Jonathan Haidt, in his #1 bestselling book, The Anxious Generation, has thoroughly documented the harms of smartphone ubiquity and is spearheading an initiativecalledletgrow.org:

“If parents don’t replace screen time with real world experiences involving friends and independent activity, banning phones will feel like deprivation, not opening up a world of experiences.”

But in science, the mere concordance of two events is not proof that the predicate was the true antecedent: “Correlation is not causation”.

There was still no conclusive evidence that smartphones were undermining our focus and our moods. That is, until now. 

A first-of-its-kind study is forward-looking (prospective), not backward-looking (observational): 

“Smartphones enable people to access the online world from anywhere at any time. Despite the benefits of this technology, there is growing concern that smartphone use could adversely impact cognitive functioning and mental health. Correlational and anecdotal evidence suggests that these concerns may be well-founded, but causal evidence remains scarce. We conducted a month-long randomized controlled trial to investigate how removing constant access to the internet through smartphones might impact psychological functioning.”

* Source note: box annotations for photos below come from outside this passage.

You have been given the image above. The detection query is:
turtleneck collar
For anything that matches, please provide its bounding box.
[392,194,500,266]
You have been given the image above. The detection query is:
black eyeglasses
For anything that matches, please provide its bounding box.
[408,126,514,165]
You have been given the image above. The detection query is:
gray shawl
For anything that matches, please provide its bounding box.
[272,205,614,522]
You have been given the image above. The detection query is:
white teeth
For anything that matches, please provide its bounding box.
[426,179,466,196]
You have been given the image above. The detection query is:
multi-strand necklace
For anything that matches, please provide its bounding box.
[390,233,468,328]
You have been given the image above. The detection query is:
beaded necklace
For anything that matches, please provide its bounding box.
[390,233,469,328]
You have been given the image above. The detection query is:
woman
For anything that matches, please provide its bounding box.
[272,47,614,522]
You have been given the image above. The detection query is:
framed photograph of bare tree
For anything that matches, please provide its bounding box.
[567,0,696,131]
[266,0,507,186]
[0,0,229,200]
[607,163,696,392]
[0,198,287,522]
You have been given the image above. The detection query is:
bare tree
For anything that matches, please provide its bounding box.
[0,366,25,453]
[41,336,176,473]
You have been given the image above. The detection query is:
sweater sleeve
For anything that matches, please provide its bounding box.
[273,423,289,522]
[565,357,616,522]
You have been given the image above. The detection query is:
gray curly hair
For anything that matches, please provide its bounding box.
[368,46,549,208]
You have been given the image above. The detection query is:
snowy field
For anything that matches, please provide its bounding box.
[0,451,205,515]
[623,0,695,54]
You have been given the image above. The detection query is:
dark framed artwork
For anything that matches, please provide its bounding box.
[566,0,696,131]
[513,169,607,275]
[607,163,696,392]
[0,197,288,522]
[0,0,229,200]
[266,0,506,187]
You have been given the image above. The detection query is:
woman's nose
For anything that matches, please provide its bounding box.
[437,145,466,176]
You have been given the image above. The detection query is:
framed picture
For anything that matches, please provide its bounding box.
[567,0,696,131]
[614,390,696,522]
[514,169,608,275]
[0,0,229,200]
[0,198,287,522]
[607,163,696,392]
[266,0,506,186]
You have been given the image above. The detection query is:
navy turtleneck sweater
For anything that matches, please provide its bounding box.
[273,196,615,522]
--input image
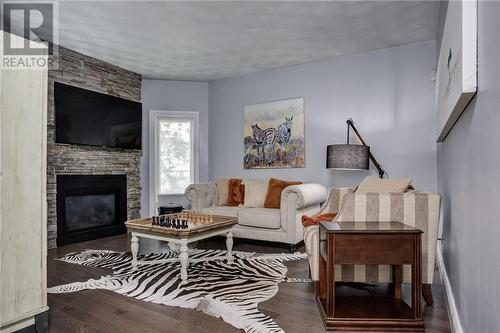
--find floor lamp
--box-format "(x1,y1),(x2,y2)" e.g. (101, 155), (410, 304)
(326, 118), (387, 178)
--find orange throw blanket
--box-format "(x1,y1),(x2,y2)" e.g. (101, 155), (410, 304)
(302, 213), (337, 228)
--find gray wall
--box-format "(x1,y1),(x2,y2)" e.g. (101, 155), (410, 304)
(141, 80), (209, 216)
(209, 41), (436, 191)
(438, 1), (500, 333)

After a mere one-month smartphone “fast” (participants were allowed to keep their phones, but only for calls and texts):

“The intervention improved mental health, subjective well-being, and objectively measured ability to sustain attention; 91% of participants improved on at least one of these outcomes . . . when people did not have access to mobile internet, they spent more time socializing in person, exercising, and being in nature.”

The study authors conclude:

“These results provide causal evidence that blocking mobile internet can improve important psychological outcomes, and suggest that maintaining the status quo of constant connection to the internet may be detrimental to time use, cognitive functioning, and well-being.”

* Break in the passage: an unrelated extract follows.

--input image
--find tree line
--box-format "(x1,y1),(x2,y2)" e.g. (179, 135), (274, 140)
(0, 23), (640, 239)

I think this study is a game-changer, akin to the earliest research conclusively demonstrating cigarettes cause cancer and heart disease. 

It’s sure to prompt more concrete action to curb screen time, especially for kids. 

And While We’re Bashing Tech . . . 

Parkinson’s disease is hard to diagnose in its early stages. Many patients have come to me worried because their hands shake, or their heads bob, wondering if it’s a harbinger of a descent into a devastating neurodegenerative disease. 

Indeed, it’s hard even for experienced neurologists to make the distinction between early manifestations of Parkinson’s and benign tremor. The latter can be a nuisance and result in clattering tea saucers but is not a portent of severe debilitation. 

There isn’t a single blood test or brain scan can that can clinch the diagnosis of Parkinson’s. That’s why a recent storymade news: 

“AI sniffs earwax and detects Parkinson’s with 94% accuracy”

Using a sample of earwax, a chemical analyzer was able to read patterns of volatile organic compounds and compare them to a library of AI-analyzed records to find subjects with Parkinson’s.

But why go high-tech? I seem to recall a story about a woman who could smell Parkinson’s.

And dogs, with their hyper-acute olfactory apparatus, can be trained to detect Parkinson’s—with 98.3% accuracy—years before symptoms become visible and persistent. 

Excuse me, but I’d rather have a cute and cuddly animal at my beside than a cold mechanical device. Let’s hear it for DOG scans!